I am working extremely hard at getting a new spot. I have said this in the past, but seriously we are negotiating on some places now.
We are in the final test stages of the online web cam....it is pretty expensive if you want good quality.
Tomorrow I will announce next week's workout for the Crossfit Weekly Challenge. Some of you mentioned that our member's didn't get an opportunity to participate in the workouts. You are absolutely correct and I will add in the workout of the week one day this week.
Arrive at the gym tomorrow prepared to "DO WORK."
Bottom line....if you want to get better at Cardiovascular/ Respiratory Endurance, Stamina, Strength, flexibility, power, speed, coordination, accuracy, agility, and balance walk in the gym and get ready to hit it hard.
For some of your friends who go to the regular gym, pilates, yoga, or any other class please ask them to look at the list of characteristics above that we will be working on everyday. I'm sure they could point out a few there fitness program doesn't touch base on.
It's amazing to me the results everyone has seen. For those of you who are not member's of our gym and visit this page and for those of you who are at work on a computer pondering whether or not to come in. Take time to stop by a Crossfit gym today. I had a long conversation with my friend about getting started in Crossfit. One thing to keep in mind as I have said before, it only takes a few days/weeks to make fitness a part of your daily schedule again. Take the time to come in, we will take care of the rest.
Workout for Tomorrow:
Overhead Squat
2-2-2-2-2-2
Goal here is to go heavy!....find a good weight and attempt to hit all 6 at the same load, rest as needed.
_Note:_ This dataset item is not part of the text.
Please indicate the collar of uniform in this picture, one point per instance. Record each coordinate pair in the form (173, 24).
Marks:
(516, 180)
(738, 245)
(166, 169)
If you are like many members who can barely do the bar because of strength/flexibility or a combo of both don't worry grab a bar/pvc and do a ton of reps off to the side. Practice what you suck at here!
Followed by:
Run 400 meters
15 overhead squats at 95/65#
Run 200 meters
15 front squats at 95/65#
Run 400 meters
15 back squats at 95/65#
Run 200 meters
25 thrusters at 95/65#
Yes, we have done a lot of thruster's lately. Why? They work!! They are taking large loads very long distance, that's where the good stuff is at!